A security weakness in the update mechanism for third-party add-ons to the Firefox browser could give an attacker the ability to exploit unsecured downloads and install malicious code on the victim's computer, a security researcher warned on Wednesday. The vulnerability affects any third-party add-ons that use an unsecured …
Security a problem for all browsers
Although I use Firefox almost exclusively at home it is worth reminding people that although pretty secure, no bit of software accessing a public network is invulnerable. No matter how clever Firefox may be, it's ultimately down to the common sense of the user to avoid obvious hazards - hazards that aren't always obvious to Harry Homeowner. I;ve always thought the ease at which extensions can be installed, the fact that unsigned extensions can be accepted would inevitably be a source of trouble. By default Firefox should reject all unsigned extensions and those that don't use SSL. Perhaps it could be extensions could be run in a sandbox environment - at the minute releasing a maliciously designed extension would hardly be a work of genius.
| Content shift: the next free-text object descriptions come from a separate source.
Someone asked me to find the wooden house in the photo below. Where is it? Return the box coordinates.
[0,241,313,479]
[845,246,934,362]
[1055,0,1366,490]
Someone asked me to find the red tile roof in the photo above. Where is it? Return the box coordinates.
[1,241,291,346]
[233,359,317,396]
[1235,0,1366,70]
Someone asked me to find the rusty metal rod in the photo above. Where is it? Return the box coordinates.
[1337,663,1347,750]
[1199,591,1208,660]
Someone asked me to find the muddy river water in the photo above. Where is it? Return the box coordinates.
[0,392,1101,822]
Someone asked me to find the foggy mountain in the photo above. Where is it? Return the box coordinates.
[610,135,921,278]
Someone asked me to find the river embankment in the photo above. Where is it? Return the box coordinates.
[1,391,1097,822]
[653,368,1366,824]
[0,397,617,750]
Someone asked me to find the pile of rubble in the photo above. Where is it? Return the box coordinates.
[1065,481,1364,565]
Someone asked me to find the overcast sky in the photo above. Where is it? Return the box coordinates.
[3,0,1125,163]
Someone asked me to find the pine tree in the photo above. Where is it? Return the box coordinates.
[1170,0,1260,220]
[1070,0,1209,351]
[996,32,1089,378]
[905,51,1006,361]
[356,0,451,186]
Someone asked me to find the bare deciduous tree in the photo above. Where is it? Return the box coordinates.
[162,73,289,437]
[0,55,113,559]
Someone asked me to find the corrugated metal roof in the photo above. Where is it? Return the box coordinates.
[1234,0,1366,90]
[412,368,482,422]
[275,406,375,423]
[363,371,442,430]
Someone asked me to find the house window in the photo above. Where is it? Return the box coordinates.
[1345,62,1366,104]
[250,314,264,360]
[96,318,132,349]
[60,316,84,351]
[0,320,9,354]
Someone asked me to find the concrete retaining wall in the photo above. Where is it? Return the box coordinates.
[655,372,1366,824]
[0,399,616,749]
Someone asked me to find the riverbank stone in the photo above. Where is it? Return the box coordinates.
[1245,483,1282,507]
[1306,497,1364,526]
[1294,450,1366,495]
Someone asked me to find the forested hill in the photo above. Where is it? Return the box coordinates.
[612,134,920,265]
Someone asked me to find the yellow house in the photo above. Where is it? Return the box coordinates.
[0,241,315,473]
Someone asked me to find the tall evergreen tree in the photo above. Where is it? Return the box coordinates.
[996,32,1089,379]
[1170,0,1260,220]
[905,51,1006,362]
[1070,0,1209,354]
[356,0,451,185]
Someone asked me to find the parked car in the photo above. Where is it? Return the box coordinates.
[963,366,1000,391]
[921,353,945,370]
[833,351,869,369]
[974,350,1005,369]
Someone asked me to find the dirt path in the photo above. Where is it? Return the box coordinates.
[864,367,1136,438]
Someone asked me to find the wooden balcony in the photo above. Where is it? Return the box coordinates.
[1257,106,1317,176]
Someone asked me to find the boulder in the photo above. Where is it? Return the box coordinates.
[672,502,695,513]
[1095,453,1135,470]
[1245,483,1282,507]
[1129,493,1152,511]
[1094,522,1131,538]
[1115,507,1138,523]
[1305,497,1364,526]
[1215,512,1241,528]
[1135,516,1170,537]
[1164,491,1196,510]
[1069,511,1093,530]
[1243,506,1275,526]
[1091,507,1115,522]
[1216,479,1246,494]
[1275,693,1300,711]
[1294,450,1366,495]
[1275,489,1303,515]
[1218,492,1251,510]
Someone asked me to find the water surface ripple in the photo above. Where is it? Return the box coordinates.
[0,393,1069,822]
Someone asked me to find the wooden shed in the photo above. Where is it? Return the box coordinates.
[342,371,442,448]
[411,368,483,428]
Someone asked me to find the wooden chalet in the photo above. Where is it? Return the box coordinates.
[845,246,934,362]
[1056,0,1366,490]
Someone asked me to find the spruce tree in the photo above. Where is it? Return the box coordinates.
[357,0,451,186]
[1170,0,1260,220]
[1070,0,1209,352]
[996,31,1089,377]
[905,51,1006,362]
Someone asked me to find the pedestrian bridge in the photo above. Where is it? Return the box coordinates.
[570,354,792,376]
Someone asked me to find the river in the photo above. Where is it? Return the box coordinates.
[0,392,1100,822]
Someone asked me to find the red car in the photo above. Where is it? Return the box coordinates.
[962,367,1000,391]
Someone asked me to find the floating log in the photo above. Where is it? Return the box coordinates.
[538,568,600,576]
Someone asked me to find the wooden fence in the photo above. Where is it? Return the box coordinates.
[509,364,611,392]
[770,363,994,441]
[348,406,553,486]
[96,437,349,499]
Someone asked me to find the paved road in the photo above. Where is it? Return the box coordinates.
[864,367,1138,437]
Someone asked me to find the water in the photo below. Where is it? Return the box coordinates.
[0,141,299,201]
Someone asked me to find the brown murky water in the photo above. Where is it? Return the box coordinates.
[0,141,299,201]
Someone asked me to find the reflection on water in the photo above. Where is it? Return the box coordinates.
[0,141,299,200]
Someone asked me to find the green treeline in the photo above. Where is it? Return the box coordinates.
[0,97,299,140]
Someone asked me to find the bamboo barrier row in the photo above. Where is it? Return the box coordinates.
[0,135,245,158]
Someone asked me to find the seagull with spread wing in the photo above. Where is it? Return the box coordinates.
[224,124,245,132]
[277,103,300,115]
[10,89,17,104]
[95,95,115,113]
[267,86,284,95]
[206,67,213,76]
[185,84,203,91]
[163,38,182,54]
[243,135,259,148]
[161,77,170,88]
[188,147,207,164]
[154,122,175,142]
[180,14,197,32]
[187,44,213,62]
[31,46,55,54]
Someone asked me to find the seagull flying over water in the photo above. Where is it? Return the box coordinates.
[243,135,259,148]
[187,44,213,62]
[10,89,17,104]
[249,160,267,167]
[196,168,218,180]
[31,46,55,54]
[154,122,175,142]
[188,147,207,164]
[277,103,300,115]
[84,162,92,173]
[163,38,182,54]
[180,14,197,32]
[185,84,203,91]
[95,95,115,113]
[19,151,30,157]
can't write a secure browser LOLOLOL!!!1!!1!1 They should just use Firefox instead 'cos it's OSS and written by proper haxxors not M$ luser programmers and many eyes make all bugs shallow and...
I'll get me coat then.
You mean plug-ins like the one I use to block all the adverts and distractions from this site?
"Insecure" plugins - what next, paranoid add-ons?
As soon as I saw the headline, I had an image of all these video players and PDF viewers huddled in the corner, convinced that they were not any good and that the rest of the applications were laughing at them!
I think "un-secure" would be the correct terminology!